Video Mystery Shopping Tip: Bridging the Gap between Sales and Management
As a new homes sales manager, did you realize that you are actually a bridge? You are the bridge between your sales team and the management team. At times this can be an incredibly difficult balancing act! On the one hand, you want to fight for your sales team tooth and nail. You want to defend them and protect them and make everything wonderful for them. Now, on the other hand, you are a part of senior management. You have to walk the corporate line. You are the ‘face’ of the company to your sales people. Whenever a new policy or procedure is implemented, it is your job to roll it out to the sales team and get their support and buy in, no matter what your thoughts about it are.
In a perfect world this would not be such a difficult task. But, we don’t live in a perfect world, do we?
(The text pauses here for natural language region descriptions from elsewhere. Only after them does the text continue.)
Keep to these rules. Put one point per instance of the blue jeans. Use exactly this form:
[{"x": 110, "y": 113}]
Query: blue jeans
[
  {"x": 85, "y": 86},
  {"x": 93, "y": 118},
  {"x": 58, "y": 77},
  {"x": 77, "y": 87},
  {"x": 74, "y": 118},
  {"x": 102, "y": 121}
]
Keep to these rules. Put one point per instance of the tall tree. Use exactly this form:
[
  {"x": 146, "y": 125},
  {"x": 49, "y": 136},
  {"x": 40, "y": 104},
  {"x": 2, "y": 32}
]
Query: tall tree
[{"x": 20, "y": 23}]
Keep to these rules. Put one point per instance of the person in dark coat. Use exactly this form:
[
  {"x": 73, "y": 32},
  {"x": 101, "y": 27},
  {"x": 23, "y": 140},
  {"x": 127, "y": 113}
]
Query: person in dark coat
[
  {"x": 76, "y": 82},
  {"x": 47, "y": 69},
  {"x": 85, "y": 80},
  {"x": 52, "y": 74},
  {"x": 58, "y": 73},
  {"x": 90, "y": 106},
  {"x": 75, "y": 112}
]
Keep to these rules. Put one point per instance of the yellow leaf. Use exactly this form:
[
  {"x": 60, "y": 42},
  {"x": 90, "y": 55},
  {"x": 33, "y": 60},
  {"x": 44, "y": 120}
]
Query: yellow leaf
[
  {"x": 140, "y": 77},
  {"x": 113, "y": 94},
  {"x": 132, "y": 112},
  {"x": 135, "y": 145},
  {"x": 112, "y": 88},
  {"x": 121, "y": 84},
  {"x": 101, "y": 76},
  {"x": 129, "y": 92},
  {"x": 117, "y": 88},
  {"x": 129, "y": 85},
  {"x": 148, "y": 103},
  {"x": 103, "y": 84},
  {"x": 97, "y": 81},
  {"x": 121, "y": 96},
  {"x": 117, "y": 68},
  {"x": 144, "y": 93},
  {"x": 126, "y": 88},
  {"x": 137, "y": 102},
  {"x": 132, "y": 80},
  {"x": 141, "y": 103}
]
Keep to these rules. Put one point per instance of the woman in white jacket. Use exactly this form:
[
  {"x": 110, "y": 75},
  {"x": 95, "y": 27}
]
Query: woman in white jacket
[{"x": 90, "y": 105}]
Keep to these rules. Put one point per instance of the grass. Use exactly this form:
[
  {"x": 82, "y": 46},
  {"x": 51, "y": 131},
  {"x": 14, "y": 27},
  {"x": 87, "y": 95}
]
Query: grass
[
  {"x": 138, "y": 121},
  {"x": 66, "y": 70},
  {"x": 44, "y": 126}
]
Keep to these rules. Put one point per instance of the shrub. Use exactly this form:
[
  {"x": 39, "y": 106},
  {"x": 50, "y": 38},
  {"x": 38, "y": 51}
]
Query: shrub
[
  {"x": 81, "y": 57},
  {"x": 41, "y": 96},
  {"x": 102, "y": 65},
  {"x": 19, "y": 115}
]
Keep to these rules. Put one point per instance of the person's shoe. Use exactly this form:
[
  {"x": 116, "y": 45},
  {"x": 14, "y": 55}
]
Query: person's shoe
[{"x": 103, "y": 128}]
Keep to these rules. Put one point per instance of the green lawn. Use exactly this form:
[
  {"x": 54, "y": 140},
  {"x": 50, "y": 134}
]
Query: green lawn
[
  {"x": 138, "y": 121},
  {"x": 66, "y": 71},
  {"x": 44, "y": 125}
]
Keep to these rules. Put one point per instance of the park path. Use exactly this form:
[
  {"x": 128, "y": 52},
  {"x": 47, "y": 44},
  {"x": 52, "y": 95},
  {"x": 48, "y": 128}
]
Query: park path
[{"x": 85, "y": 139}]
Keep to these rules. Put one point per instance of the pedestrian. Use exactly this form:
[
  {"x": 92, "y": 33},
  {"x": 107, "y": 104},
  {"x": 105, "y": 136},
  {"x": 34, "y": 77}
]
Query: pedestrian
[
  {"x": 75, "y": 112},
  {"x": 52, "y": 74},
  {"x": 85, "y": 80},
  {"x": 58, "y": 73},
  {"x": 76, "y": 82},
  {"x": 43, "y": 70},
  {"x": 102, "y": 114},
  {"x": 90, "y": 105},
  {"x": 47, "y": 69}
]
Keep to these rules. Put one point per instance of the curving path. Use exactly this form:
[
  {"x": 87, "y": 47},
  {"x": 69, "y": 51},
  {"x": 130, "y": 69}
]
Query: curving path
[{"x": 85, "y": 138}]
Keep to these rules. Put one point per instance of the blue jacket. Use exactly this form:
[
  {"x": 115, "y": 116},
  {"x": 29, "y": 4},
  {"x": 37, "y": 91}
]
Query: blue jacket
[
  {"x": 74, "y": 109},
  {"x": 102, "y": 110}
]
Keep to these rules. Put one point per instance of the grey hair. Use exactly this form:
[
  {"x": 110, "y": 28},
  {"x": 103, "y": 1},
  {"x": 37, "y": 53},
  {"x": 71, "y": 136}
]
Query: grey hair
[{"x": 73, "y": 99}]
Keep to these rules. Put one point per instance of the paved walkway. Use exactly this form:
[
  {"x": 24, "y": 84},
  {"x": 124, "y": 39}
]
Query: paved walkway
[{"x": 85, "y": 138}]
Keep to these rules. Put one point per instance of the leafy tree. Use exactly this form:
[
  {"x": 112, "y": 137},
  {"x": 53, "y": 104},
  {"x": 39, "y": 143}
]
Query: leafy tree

So, how do you as a sales manager obtain the support and trust of your sales team, while at the same time keeping the respect and trust of your management team? Things that make you go HUMMMM.
Well, for starters honesty it always your best policy. But, that doesn’t always get you over the bridge, here are a couple of tips on how to keep YOUR bridge open between management and sales.
- Maintain and establish a professional relationship with your sales people. Your first alliance is to the company. Your job is to grow and improve your sales team. You are their coach, not their best friend. Keep your relationship open, but always professional. Don’t cross that line.
- Never state anything negative about the company or management’s policies or procedures. It is not your job to state your opinion about what management has decided, it is your job to inform and explain these policies to your sales team and help them to achieve the goals set by the company.
- Don’t Run the Zone from the Throne. Get out there to find out what is really going on with your team in your sales offices. You are their leader and your job is to know what is happening in the field!
- Include management in your sales meetings. Let them have a chance to get to know the team. After all, you are all on the same team!
- You are the selected mouth piece for management to the sales team. However, that doesn’t mean you won’t have to *translate* the message in a language your sales team will understand and accept. You must be non-threatening and non-judgmental. As a sales manager, you now speak two languages, Sales and Management. Become fluent in both!
- Don’t gossip with the management team about any of your sales people. You are the leader of your team and if you don’t like something that is happening with your team, handle it. Or discuss it with the appropriate person in a professional manner.
- Build strong relationships with your management team. These are your peers. Some sale managers tend to get a ‘sales mentality’ with management. Realize that you are part of the senior management and that the team relies on your knowledge, expertise and input.
- If there are new policies and procedures that you know are not going to be popular with your sales team, enlist the support of management. Let’s say Accounting is changing the sales commission structure, ask your CFO to attend an upcoming sales meeting to better explain the changes and the company’s reasoning behind them. And allow the sales team to ask questions.
You are the bridge! That is an honor and a privilege! Don’t get stuck in the middle of the bridge. There is always a way on and off the bridge. It all starts with open and honest communication.